How Zhongtong Boosted Software Quality with a Scalable Code Coverage System
This article explains how Zhongtong implemented a Java‑based code‑coverage service using Jacoco, integrated it into their CI pipeline, generated multi‑dimensional coverage reports, and refined testing workflows to improve software quality and reduce untested code.
Overview
Code coverage measures the proportion of source lines executed during testing, helping to identify gaps in test cases and improve software quality. Analyzing coverage reports reveals untested code and highlights newly added or modified code, prompting timely updates to test suites.
Zhongtong Code Coverage Implementation
Before describing the concrete solution, Zhongtong uses the open‑source tool Jacoco, which works with Java server projects and provides clear coverage statistics without modifying source code, thanks to its on‑the‑fly instrumentation mode.
The overall service flow is illustrated below:
The process works as follows:
When a project is deployed, Jacoco injects probes into the JVM to record which lines are executed by manual or automated test cases.
After deployment, the release platform (Stellar) pushes version information (Git URL, branch, commit ID, etc.) to the quality‑control platform for storage.
Testers trigger the coverage service from the quality‑control platform by selecting a branch and comparison mode.
The service retrieves the corresponding source code from Git and the probe‑generated dump file to produce a coverage report.
Additional features were developed to suit Zhongtong’s business scenarios, improving usability:
During release, users can optionally enable Jacoco instrumentation, embedding the probe insertion seamlessly into the deployment workflow.
The platform supports generating full, branch‑incremental, and incremental reports, each offering different granularity for coverage analysis.
Multiple execution agents are clustered to boost efficiency, and data is transferred between services via queues for reliability.
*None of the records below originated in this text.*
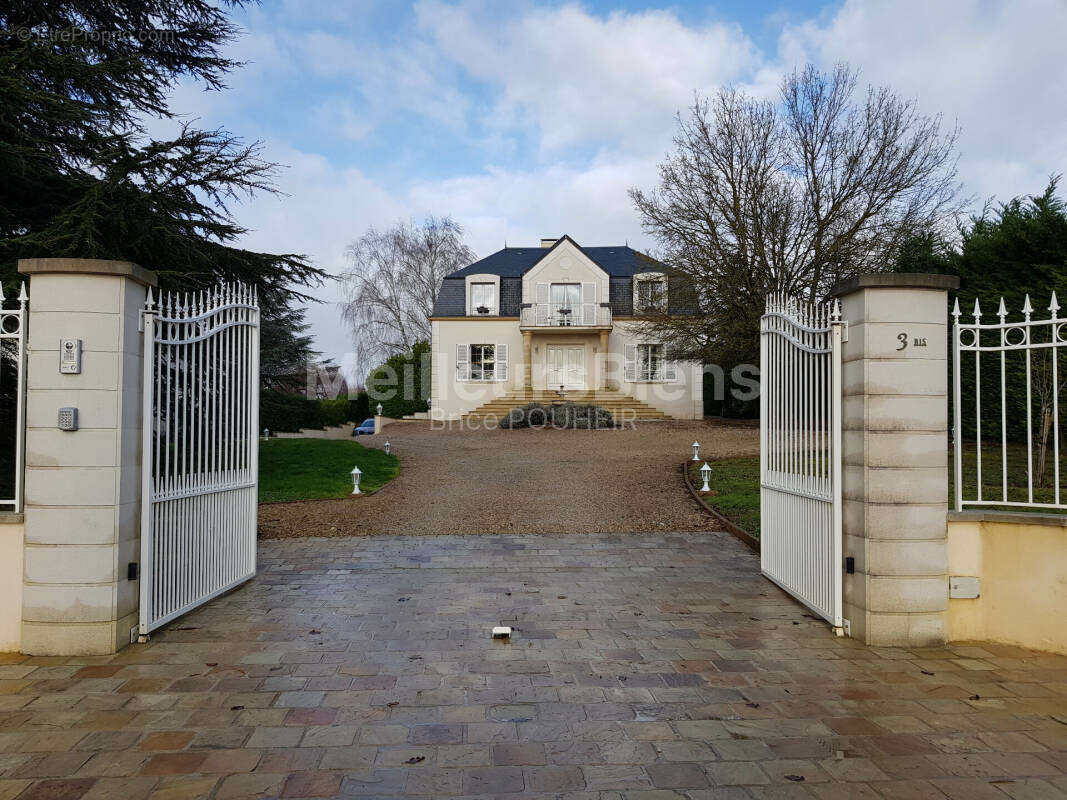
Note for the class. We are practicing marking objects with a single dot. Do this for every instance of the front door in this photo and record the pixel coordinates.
(567, 367)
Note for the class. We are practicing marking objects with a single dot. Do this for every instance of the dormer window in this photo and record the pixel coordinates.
(482, 300)
(650, 292)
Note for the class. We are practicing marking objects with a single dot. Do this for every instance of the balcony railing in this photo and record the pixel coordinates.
(566, 315)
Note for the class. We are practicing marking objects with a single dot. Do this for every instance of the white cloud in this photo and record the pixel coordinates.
(578, 78)
(596, 96)
(998, 68)
(589, 203)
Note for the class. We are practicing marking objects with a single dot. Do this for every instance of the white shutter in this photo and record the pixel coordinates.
(670, 368)
(589, 304)
(630, 363)
(502, 363)
(462, 363)
(541, 304)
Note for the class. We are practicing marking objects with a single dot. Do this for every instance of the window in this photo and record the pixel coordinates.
(482, 362)
(650, 362)
(482, 300)
(566, 303)
(651, 294)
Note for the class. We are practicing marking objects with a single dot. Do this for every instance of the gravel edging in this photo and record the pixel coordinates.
(744, 536)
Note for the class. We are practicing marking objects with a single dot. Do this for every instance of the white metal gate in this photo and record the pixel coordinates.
(200, 449)
(800, 524)
(13, 324)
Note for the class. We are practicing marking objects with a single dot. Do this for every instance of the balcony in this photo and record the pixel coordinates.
(569, 315)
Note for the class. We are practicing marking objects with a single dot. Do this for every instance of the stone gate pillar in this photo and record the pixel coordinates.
(895, 478)
(82, 486)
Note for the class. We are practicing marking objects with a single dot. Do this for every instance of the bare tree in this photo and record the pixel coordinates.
(793, 195)
(393, 282)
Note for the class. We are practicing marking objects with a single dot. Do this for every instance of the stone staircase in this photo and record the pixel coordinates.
(622, 406)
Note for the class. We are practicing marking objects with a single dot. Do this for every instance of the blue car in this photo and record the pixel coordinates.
(366, 428)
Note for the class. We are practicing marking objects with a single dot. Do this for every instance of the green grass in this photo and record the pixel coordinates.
(318, 468)
(737, 483)
(992, 463)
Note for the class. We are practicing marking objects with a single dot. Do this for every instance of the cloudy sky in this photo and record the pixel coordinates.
(523, 120)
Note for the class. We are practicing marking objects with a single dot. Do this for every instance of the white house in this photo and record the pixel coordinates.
(534, 323)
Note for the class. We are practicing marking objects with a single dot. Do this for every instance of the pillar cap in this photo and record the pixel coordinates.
(894, 281)
(88, 267)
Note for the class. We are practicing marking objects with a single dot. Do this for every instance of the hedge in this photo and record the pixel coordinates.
(281, 412)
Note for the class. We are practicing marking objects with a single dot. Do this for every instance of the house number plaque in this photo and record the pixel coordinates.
(918, 341)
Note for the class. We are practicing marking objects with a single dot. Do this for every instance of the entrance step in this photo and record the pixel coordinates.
(621, 406)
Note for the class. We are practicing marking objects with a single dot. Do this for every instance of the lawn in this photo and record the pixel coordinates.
(992, 488)
(318, 468)
(737, 483)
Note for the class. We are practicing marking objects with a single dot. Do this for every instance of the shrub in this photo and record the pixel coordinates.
(333, 413)
(283, 412)
(359, 408)
(564, 416)
(402, 383)
(585, 417)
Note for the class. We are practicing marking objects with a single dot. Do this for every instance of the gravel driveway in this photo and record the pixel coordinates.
(526, 481)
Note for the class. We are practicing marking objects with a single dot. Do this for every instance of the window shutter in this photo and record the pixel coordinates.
(541, 304)
(630, 363)
(462, 363)
(500, 363)
(588, 304)
(670, 368)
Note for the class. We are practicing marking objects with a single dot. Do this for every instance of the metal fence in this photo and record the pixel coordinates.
(800, 500)
(200, 468)
(13, 324)
(1006, 409)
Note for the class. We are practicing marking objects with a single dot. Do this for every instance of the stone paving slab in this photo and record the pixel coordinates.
(651, 667)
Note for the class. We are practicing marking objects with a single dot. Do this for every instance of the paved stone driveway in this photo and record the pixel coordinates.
(643, 667)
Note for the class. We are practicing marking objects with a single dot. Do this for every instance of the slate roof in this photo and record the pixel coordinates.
(618, 261)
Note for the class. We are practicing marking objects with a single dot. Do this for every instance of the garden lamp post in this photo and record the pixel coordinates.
(705, 473)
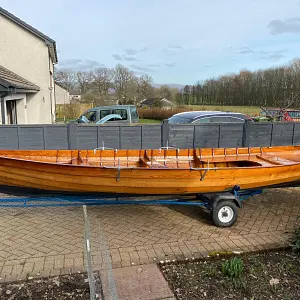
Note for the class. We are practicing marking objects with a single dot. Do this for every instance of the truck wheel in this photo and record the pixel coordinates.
(225, 214)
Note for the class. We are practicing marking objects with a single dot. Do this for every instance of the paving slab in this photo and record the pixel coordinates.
(51, 240)
(138, 283)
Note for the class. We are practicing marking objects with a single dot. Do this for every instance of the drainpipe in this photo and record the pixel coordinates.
(3, 107)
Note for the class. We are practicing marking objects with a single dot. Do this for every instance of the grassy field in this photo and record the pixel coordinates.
(250, 110)
(158, 113)
(147, 121)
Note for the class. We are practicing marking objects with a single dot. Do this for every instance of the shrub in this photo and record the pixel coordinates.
(158, 113)
(233, 268)
(296, 239)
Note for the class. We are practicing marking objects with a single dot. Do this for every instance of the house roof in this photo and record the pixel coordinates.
(60, 85)
(10, 81)
(151, 101)
(50, 42)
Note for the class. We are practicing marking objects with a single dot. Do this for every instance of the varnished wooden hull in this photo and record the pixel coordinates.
(150, 172)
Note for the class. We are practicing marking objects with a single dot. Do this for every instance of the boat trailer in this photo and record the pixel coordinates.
(223, 206)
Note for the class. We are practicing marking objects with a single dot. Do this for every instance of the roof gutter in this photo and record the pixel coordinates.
(3, 95)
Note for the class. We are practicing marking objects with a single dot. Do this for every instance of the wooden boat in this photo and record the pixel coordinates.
(150, 172)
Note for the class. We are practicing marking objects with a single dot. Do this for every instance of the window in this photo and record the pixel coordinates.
(237, 120)
(220, 119)
(178, 120)
(91, 116)
(104, 113)
(133, 112)
(121, 112)
(202, 120)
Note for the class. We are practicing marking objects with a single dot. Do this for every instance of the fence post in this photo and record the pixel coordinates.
(72, 136)
(165, 134)
(246, 135)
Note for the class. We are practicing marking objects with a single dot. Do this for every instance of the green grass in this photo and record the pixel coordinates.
(147, 121)
(250, 110)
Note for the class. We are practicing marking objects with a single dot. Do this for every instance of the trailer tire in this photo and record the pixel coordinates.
(225, 213)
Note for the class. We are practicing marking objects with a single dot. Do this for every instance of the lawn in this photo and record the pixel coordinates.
(272, 275)
(249, 110)
(149, 121)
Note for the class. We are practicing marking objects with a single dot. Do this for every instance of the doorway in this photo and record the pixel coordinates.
(11, 111)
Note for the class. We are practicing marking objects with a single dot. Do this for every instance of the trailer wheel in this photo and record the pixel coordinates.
(225, 214)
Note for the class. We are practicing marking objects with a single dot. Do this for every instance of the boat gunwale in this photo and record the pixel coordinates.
(164, 168)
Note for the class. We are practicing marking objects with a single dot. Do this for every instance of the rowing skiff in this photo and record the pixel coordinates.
(150, 172)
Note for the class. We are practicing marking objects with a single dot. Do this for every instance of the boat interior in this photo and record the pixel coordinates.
(164, 158)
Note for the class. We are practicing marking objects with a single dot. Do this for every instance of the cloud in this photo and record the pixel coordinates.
(131, 51)
(144, 49)
(71, 61)
(80, 64)
(264, 55)
(273, 57)
(142, 69)
(170, 65)
(175, 47)
(117, 57)
(129, 58)
(229, 48)
(288, 26)
(246, 51)
(172, 49)
(153, 65)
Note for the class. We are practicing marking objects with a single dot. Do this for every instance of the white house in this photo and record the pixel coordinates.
(62, 96)
(27, 59)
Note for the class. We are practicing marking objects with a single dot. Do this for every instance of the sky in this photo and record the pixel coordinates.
(174, 41)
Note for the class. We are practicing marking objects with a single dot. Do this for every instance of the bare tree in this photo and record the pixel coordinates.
(165, 92)
(67, 78)
(84, 80)
(125, 84)
(145, 88)
(102, 79)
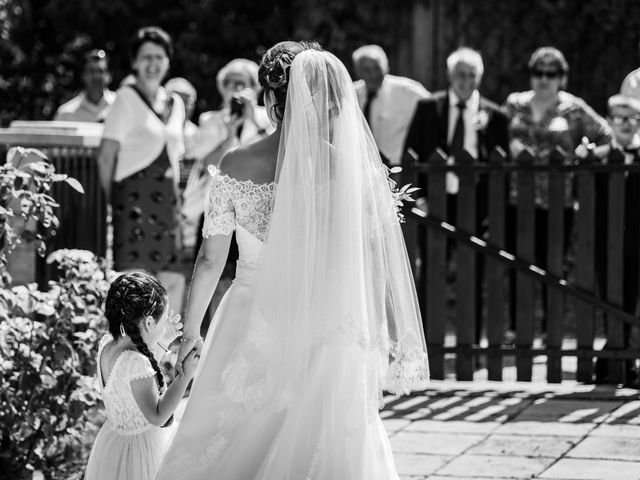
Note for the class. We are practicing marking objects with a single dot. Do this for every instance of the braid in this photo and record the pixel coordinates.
(131, 297)
(134, 333)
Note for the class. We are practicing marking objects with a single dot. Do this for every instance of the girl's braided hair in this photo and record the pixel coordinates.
(273, 73)
(133, 296)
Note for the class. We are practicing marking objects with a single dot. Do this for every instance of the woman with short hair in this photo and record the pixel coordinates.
(139, 163)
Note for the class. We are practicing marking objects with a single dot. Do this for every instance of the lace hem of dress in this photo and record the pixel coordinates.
(409, 368)
(223, 224)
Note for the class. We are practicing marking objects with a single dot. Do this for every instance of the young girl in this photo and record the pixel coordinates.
(131, 443)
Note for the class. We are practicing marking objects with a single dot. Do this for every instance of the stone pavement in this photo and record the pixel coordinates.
(500, 430)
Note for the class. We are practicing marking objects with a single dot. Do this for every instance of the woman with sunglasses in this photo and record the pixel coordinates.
(542, 119)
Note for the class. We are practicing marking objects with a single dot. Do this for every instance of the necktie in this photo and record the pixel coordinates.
(371, 94)
(457, 141)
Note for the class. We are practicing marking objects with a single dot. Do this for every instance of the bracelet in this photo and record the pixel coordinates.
(190, 339)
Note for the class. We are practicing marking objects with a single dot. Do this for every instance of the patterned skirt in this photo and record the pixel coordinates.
(146, 225)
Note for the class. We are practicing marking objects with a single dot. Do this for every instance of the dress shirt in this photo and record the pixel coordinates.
(141, 134)
(631, 85)
(470, 113)
(391, 111)
(80, 109)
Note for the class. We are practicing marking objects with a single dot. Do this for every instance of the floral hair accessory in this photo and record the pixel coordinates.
(278, 69)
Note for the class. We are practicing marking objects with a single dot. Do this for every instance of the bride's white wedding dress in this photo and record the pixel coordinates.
(224, 433)
(299, 349)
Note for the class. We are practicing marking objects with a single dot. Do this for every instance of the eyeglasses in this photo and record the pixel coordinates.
(235, 84)
(550, 74)
(621, 119)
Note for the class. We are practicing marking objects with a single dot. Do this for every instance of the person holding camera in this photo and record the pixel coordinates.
(239, 121)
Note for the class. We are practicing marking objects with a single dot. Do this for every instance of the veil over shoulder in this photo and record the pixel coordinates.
(335, 269)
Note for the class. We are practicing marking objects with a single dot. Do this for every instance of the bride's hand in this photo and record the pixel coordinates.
(173, 328)
(187, 345)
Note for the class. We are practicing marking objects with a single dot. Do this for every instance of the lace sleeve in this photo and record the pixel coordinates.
(219, 216)
(138, 366)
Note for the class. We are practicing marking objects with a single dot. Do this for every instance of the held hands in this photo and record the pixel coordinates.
(190, 347)
(173, 328)
(190, 364)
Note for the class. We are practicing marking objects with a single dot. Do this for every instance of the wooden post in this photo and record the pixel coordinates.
(496, 297)
(466, 271)
(615, 259)
(435, 272)
(555, 261)
(525, 250)
(584, 267)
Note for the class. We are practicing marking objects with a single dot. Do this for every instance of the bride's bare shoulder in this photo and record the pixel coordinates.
(249, 162)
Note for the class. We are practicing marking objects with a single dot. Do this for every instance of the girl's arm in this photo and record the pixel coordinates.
(157, 408)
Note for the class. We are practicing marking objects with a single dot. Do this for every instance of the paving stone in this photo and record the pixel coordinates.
(608, 430)
(433, 443)
(584, 469)
(568, 411)
(608, 448)
(626, 413)
(494, 467)
(526, 446)
(546, 428)
(452, 426)
(394, 425)
(414, 464)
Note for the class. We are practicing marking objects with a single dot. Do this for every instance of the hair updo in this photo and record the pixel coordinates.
(131, 297)
(273, 73)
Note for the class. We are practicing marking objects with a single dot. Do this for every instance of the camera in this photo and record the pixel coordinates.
(236, 106)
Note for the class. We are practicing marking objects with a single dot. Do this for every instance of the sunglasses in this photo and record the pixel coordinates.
(550, 74)
(621, 119)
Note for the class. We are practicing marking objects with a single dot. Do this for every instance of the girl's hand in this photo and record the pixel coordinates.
(173, 328)
(232, 123)
(190, 364)
(186, 347)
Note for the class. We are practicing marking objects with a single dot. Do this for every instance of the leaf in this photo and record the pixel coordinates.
(4, 211)
(75, 184)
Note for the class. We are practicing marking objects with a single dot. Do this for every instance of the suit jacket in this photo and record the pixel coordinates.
(428, 129)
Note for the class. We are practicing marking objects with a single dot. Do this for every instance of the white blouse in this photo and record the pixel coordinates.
(141, 134)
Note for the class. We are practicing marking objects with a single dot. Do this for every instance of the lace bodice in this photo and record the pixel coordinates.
(122, 410)
(240, 205)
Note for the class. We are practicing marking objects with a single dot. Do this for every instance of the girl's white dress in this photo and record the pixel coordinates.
(127, 447)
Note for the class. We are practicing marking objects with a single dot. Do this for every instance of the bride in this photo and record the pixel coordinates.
(322, 315)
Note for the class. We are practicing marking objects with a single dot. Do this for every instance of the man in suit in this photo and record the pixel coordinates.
(94, 102)
(455, 120)
(387, 101)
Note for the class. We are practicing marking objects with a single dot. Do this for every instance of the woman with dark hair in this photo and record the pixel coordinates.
(542, 119)
(322, 314)
(138, 160)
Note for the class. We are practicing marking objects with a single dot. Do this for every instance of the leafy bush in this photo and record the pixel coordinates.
(48, 340)
(25, 182)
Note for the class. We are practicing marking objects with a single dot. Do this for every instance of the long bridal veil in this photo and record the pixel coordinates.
(335, 284)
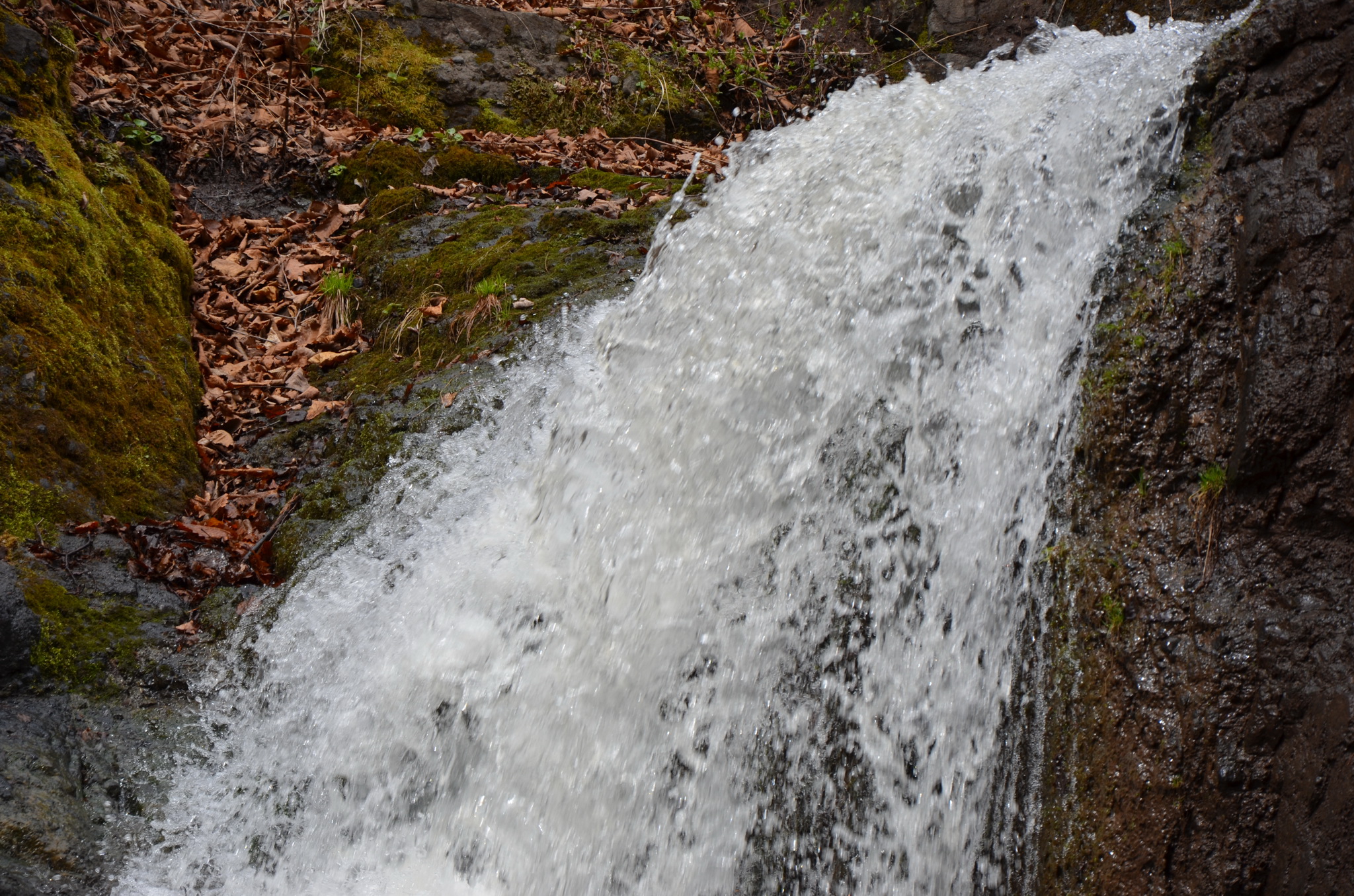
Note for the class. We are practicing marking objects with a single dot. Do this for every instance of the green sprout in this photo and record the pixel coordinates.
(492, 286)
(1113, 609)
(136, 131)
(1212, 481)
(336, 282)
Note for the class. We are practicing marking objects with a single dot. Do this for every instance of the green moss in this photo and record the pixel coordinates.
(1212, 481)
(538, 254)
(629, 184)
(664, 100)
(1113, 609)
(483, 168)
(83, 640)
(26, 507)
(381, 73)
(98, 378)
(397, 205)
(379, 167)
(385, 164)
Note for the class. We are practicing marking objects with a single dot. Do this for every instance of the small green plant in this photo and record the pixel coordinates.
(1212, 481)
(1174, 252)
(336, 282)
(1113, 609)
(336, 311)
(1205, 502)
(136, 131)
(492, 286)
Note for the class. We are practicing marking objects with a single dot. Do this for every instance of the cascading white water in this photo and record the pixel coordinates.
(723, 599)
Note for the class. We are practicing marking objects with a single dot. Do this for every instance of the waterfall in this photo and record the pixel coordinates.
(722, 595)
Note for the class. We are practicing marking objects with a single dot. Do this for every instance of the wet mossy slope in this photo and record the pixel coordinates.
(98, 378)
(1200, 643)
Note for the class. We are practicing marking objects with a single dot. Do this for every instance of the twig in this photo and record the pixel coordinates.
(267, 537)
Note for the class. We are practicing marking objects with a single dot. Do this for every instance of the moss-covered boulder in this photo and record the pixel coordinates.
(385, 165)
(98, 378)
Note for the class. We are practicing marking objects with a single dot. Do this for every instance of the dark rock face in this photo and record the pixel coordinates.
(1201, 642)
(496, 46)
(18, 624)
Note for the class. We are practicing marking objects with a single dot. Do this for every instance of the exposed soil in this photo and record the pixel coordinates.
(1199, 731)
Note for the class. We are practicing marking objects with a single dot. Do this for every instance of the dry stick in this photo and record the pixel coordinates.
(292, 68)
(272, 529)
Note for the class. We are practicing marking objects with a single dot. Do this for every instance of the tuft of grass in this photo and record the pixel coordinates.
(1113, 609)
(1205, 501)
(336, 282)
(485, 309)
(491, 286)
(335, 287)
(1212, 481)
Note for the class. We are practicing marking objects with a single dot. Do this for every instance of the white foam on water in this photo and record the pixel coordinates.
(725, 597)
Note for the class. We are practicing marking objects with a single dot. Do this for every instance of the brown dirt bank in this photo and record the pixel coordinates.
(1199, 731)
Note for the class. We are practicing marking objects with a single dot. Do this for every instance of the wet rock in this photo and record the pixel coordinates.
(493, 46)
(1228, 326)
(18, 624)
(23, 46)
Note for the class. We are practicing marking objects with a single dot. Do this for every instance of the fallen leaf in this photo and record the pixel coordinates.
(218, 437)
(229, 268)
(331, 359)
(323, 406)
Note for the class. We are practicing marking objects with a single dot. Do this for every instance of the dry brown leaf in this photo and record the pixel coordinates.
(331, 359)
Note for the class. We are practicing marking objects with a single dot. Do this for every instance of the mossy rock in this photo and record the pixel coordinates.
(381, 73)
(83, 640)
(385, 164)
(484, 168)
(653, 99)
(397, 205)
(379, 167)
(98, 378)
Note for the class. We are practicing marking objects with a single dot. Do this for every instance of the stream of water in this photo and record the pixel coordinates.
(725, 597)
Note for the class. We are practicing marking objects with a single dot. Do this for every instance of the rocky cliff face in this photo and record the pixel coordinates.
(1199, 735)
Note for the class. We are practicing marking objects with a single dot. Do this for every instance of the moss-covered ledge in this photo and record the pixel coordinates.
(98, 377)
(1199, 643)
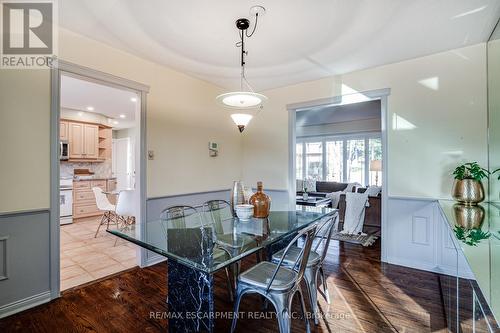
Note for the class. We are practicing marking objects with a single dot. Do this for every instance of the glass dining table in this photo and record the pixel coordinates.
(196, 250)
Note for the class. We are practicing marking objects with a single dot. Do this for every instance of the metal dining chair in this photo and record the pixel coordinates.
(315, 261)
(278, 284)
(189, 217)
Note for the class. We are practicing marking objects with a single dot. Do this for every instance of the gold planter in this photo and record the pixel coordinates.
(468, 217)
(468, 191)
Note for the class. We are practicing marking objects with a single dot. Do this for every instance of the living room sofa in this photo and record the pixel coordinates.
(373, 213)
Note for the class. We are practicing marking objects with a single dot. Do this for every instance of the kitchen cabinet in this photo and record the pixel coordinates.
(91, 141)
(63, 131)
(87, 142)
(75, 140)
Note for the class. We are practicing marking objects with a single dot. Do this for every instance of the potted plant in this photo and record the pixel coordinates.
(305, 195)
(471, 237)
(467, 187)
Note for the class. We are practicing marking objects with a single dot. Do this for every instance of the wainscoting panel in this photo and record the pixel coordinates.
(418, 236)
(4, 265)
(420, 230)
(24, 260)
(410, 237)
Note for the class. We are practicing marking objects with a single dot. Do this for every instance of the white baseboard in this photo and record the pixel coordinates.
(24, 304)
(153, 260)
(413, 264)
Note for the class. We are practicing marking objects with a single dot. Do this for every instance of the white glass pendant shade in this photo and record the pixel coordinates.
(241, 120)
(241, 100)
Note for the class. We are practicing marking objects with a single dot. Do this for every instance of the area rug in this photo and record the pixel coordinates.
(365, 240)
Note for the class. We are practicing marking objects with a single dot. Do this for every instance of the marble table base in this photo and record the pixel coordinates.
(190, 299)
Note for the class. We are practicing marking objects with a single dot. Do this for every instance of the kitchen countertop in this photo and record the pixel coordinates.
(95, 178)
(481, 251)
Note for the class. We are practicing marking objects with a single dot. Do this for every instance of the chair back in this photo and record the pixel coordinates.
(303, 256)
(125, 203)
(101, 199)
(181, 217)
(324, 234)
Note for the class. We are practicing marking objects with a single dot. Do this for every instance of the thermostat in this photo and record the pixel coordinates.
(213, 149)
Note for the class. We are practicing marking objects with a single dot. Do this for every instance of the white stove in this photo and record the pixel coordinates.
(66, 200)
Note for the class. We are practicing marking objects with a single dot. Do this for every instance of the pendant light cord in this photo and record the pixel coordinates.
(241, 44)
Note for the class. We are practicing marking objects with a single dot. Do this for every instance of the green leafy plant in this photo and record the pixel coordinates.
(470, 170)
(495, 171)
(470, 237)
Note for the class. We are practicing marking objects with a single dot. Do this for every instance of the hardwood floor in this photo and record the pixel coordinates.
(366, 296)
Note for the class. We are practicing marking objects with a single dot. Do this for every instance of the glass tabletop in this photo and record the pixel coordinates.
(209, 241)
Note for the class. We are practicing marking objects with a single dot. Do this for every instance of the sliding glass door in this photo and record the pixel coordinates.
(348, 159)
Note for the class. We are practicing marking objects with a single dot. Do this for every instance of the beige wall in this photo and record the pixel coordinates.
(24, 139)
(182, 117)
(446, 112)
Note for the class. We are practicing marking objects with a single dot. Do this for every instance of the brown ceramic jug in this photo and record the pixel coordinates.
(261, 203)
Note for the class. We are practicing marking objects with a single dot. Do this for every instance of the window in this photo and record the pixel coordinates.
(314, 160)
(299, 153)
(345, 159)
(334, 161)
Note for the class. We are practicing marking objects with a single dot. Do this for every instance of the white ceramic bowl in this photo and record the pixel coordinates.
(244, 212)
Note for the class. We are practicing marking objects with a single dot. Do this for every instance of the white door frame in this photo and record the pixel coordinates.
(379, 94)
(58, 67)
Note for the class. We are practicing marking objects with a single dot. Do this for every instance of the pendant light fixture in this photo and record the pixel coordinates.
(245, 98)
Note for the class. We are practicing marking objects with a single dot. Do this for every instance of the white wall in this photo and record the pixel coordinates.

Testing Process and Practical Application
The typical testing workflow at Zhongtong, combined with code coverage, is shown below:
1. Developers create a feature branch from master, develop and self‑test, then submit for testing. 2. After smoke approval, testers run manual and automated tests, generate a branch‑incremental coverage report, and add test cases for uncovered code. 3. After code merge, regression testing is performed and another incremental report is generated to address any missed areas. 4. Once regression passes, the code is released.
Summary
In practice, code coverage helps discover missing test cases, refine test design, detect dead code, and highlight design flaws, thereby improving code quality. Zhongtong’s coverage service is now running in over 200 services across several departments, aiming for 70% statement coverage overall and 100% for core modules, with plans to roll out center‑wide within the next year.